In 2015, we installed 18.9 kilowatt-hours of solar panels that provide almost all of the electricity for geothermal heating and cooling of our home and one of our two cars (a 2015 Nissan Leaf).
When the refrigerator compressor starts, the current consumption becomes sudden and strong. I’m not surprised UPS can’t handle this.
I test the whole thing using WattsUp Pro and it shows the power consumption and as far as I can tell the refrigerator compressor only starts at about 300 watts, which seems to be within the capabilities of the UPS. But maybe it’s too fast or something?
Alas, we installed it nine years ago, and although I was involved in the planning with the Halco installer, I didn’t know enough about it. I suspect technology has changed and improved since then. But overall we’re happy with how it works.

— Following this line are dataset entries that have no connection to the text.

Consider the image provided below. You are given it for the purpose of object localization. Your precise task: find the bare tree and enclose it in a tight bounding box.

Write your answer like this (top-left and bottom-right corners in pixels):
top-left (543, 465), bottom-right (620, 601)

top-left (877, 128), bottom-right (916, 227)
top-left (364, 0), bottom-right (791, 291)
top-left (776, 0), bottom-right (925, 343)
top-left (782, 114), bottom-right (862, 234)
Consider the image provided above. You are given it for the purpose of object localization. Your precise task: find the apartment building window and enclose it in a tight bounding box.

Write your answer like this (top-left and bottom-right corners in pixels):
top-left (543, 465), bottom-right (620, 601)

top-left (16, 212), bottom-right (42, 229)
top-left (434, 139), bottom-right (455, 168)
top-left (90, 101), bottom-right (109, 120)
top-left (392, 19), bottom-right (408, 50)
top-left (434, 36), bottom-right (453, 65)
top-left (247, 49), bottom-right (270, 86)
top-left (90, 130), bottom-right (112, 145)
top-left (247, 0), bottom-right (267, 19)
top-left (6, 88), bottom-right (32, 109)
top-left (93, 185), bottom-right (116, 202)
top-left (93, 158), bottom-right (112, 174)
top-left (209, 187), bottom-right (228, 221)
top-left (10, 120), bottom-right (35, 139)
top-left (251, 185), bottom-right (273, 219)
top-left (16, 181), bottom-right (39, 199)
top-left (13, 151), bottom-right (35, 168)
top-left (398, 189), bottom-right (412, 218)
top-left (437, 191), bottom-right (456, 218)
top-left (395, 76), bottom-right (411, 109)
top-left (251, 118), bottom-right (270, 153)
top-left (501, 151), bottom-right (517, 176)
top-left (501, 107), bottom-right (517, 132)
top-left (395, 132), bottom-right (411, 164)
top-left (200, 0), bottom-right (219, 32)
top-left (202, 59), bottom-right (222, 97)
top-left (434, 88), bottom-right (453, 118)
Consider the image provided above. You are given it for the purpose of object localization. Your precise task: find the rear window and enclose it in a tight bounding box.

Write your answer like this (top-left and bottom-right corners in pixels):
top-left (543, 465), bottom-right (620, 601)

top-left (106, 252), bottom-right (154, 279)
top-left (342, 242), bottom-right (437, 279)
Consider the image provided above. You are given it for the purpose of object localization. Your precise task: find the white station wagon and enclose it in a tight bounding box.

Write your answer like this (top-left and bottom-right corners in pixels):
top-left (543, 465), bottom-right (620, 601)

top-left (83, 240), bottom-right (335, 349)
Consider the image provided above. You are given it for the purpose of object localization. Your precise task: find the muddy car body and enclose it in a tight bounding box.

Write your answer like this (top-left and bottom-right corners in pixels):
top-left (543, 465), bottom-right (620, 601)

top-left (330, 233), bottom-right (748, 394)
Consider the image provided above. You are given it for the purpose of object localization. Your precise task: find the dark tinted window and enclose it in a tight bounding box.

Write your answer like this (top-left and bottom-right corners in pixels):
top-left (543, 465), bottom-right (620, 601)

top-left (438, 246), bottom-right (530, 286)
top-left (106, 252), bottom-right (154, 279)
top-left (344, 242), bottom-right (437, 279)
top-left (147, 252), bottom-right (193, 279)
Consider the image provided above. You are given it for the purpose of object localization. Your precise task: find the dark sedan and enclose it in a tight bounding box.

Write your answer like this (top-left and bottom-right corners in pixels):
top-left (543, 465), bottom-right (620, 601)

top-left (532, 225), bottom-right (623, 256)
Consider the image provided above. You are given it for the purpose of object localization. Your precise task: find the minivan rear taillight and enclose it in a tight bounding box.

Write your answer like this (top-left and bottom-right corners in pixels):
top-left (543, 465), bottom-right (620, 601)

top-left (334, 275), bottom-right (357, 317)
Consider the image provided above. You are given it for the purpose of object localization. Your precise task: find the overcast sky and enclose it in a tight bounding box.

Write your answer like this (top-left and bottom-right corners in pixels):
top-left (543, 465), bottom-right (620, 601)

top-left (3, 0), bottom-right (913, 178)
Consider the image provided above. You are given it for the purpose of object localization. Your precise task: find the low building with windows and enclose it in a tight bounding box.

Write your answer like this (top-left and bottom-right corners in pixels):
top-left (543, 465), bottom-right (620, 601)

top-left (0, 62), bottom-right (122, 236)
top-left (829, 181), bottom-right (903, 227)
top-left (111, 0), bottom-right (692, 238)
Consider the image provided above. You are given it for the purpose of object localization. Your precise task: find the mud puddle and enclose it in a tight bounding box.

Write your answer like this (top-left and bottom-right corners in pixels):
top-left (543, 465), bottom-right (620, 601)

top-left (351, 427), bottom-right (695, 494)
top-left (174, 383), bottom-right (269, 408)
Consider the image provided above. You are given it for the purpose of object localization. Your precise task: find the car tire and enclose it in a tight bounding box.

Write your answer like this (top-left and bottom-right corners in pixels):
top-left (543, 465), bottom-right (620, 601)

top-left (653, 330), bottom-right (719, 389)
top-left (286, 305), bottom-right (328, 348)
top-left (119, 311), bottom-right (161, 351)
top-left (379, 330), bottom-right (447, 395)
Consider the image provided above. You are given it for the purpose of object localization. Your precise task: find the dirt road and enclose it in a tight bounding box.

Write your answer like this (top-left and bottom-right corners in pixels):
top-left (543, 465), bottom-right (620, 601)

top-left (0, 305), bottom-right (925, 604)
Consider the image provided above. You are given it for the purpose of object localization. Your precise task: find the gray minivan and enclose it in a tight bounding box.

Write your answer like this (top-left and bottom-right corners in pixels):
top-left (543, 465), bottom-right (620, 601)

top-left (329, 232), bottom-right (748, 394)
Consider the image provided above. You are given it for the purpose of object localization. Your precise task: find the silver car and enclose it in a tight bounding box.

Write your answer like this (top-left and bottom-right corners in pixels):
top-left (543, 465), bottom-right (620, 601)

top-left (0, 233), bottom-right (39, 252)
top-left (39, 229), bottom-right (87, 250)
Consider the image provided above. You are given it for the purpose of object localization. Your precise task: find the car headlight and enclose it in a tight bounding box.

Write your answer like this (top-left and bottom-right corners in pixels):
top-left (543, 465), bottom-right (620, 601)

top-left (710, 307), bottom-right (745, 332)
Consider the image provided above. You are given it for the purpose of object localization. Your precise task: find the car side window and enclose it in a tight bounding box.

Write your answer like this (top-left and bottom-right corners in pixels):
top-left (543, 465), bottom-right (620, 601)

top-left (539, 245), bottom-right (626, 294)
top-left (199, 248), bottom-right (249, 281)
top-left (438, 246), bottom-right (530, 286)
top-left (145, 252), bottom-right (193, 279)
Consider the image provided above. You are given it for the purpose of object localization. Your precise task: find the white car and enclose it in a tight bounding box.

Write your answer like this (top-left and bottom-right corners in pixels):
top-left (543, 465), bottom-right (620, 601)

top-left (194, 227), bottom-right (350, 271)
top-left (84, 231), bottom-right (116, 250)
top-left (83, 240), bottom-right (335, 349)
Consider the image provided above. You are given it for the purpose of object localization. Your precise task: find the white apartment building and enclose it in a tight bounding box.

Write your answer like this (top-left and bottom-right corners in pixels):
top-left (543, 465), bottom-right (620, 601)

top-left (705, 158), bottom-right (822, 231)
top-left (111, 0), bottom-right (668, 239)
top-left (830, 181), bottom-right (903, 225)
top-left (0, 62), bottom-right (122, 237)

My CyberPower UPS has a main power off button that you press to turn it on or off, right where you have to pull the plug with your left hand because the female connector is pulled too tight with your right hand. The same goes for pressing. After accidentally turning off all my stuff over and over again, I trained myself not to press that button! In industrial design, this is called bad capability. Essentially, they’ve put a critical but very simple power button into a form factor that’s easy to use casually. This actually put me off buying a second one with the same buttons, even though it was an otherwise great UPS. They still use the same buttons. So stupid!
As far as I know, the starting power of the refrigerator compressor is only about 300 W, which seems to be within the capabilities of the UPS.
I recently purchased a small refrigerator/freezer for my DIY RV and am testing the battery to see how it performs. It has very low power consumption (45W), but even when I used up to a 300W battery, it would drain when starting the refrigerator.